Deneme,  Din,  Ebeveyn,  Tartışma,  Toplum

Cami Duvarına İşeyen Köpeği Öldürürler!

Çok kuru ve sıcak bir günde Gaziantep’te merkezdeki Atatürk heykelinin önünde birleşmek için sözleşmişlerdi. Orada araştırma yapacak ve gözden uzak dertleşip, çare düşüneceklerdi. Hepsi ilk defa birbirleri ile tanışacaklardı. Ama, hepsi birbirinin kitaplarını okumuşlardı.

Önce Ali Şeriati Atatürk’ün heykelinin önüne vardı, uzunca ona baktı ve devrimlerinden miydi hayranca bakıyordu ki karşısına bir an türbanlı Konca Kuriş göründü ve sıcak bir merhaba dedi; Ali Şeriati ona diğer buluşacağı yazarlar gibi hayranlık duyuyordu; ama onun için ve onun gibi coğrafya kaderine mahkum olan İranlı devrimci kadınlar gibi üzülerek bakmıştı.

Konca Kuriş ki Nakşıbenti Tarikati üyesinin gelini olarak kayınpederinden, İslama inanması için Tanrı’yı göstermesini isteyecek kadar, kimsenin hayır diyemeyeceğine hayır diyebilecek kadar cesur bir insandı. Kimse onu anlamamıştı, o onun gibi aynı yolda yürüyen yazarlar ile yalnızlığını gidermek istiyordu. Çare istiyordu, toplumda kadına, özgürce fikirleri doğrultusunda yaşamak ve çocuklarını doğru büyütmek istiyordu. Heyecanlı ve mutluydu.

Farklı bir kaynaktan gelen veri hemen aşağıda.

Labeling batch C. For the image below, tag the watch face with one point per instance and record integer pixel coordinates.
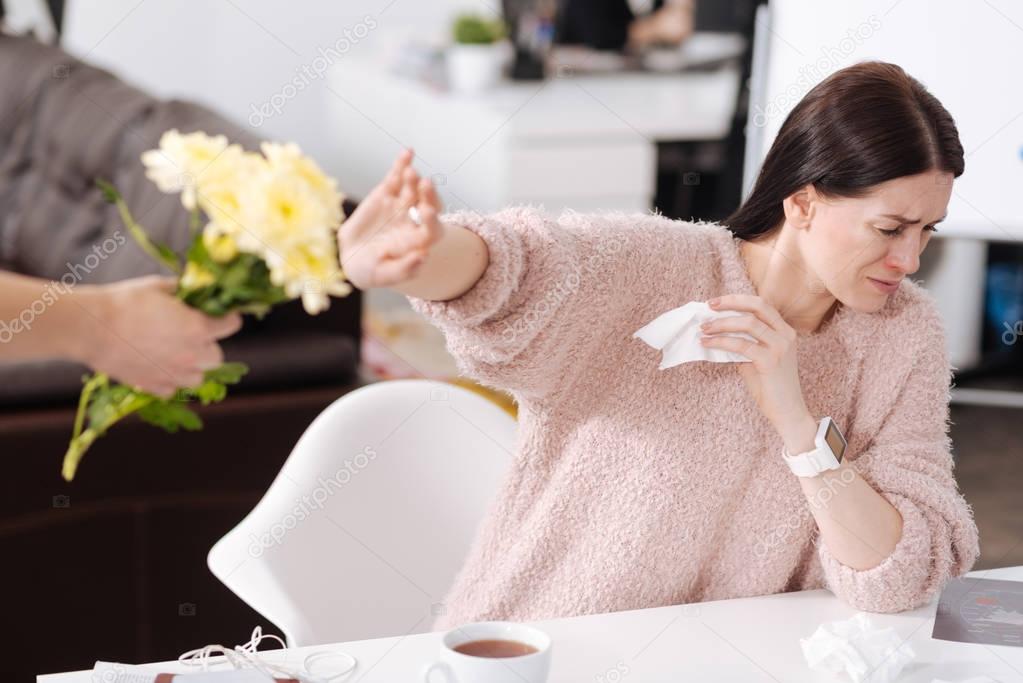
(835, 440)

Konuşmaya tam nerden başlayacaklarını şaşırdıkları yerde, Bahriye Üçok ile Turan Dursun sohbet eşliğinde yaklaşıyorlardı. Orada ayak üstü herkes tanışıp, hemen bir kafede oturmak, yol yorgunluğunu atmak ve bir şeyler içerken hemen derince sohbetlere dalmak istiyorlardı.

Yakınlarındaydım, bana adres sordular. Oradaki şehrin yerlisi olarak en yakın kafenin Yeşilsu olduğunu söyledim. Okuduğum aydınlar karşımdaydı, sormayın şimdi size aktarırken bile gözlerim doluyor, öldürülmeyi hiçbiri hak etmemişti. Biraz yürüdük, ulaştık. Onların yakın bir masasına oturup, elimdeki kitabımı elime alıp belli sürelerde sayfamı değiştiriyordum; aslında onları okuyordum!

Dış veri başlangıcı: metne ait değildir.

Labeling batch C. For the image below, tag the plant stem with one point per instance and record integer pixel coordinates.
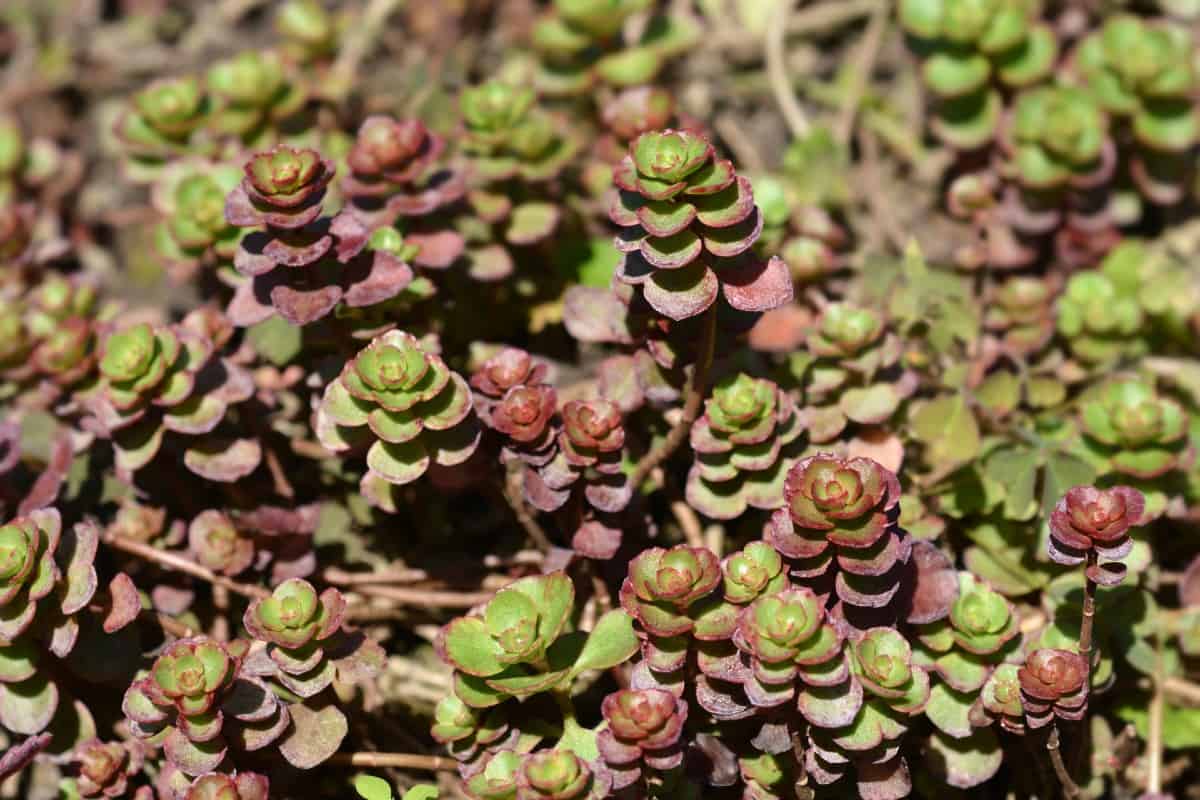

Hepsi o kadar güzel kararlar vermişlerdi, o kadar araştırmalarıyla ülkemize ve dünyaya ışık olmuşlardı ki şimdilerde anlıyorum! İnsanlık, insanlığa feda olmakmış! Ömrü adamak bu yolda mübahmış!

Ali Şeriati ve Turan Dursun; biraz Arapça biraz da Farsça ile karışık bir dil kullanıyorlardı. Hayatında liseyi bitirmek için en büyük hayalinden bahsediyordu Turan, Ali’ye. O ara lafa Bahriye girip, ona destek olmak istediğini söyledi. Akademisyen doçentti sonuçta ve çok güzel bir insandı.

Konca derince dalarak onlara bakıyordu. Keşke daha önce sizlerle tanışsaydım, dedi.

Çok şey tartıştılar masada; İslam, kitap, cemaatler, kadın, çocuk, hayvan, cehalet, dogmatizm ve kitapları hakkında. Birbirlerine fikirlerini ileterek çözümler için notlar yazdılar.

Saat ilerliyordu ve çok zamanları yoktu. Buluştukları şehirden uzaklaşmalılardı. Cemaatler hepsinin peşindeydiler. Hayatta kalmalarının gerektiğini bilerek yaşamak istiyorlardı, haklılardı da onların ışığına muhtaçtık!

Onlar masadan kalkınca hemen hesabı ödeyip, onlara yardımcı olmak istediğimi ilettim, kabul ettiler. Çünkü her biri yakınlarından bile gizlice gelmişlerdi. Kafeden çıktık ve hemen sola döndük merdivenlerden inince soldaki Şehitler Anıtımızı ziyaret etmek isteyip istemeyeceklerini sordum; Kurtuluş Savaşı şehitlerini ziyaret etmek istediler ve merakla içeri daldılar.

Konca bana dedi ki bu ne saçmalık, bu ne saygısızlık(!); Şehitler Anıtının neredeyse üzerindeki kafede oturduk. Şehitlerin bu kadar yakın tepesine nasıl kafe açılmış olabilir? Ben de ona, inanın bilmiyorum; şimdiye kadar hiç fark etmemiştim, ama bu kafe çok uzun yıllardan beri var dedim! Diğer yazarlar da hayretle bana bakıyorlardı. Haklılardı.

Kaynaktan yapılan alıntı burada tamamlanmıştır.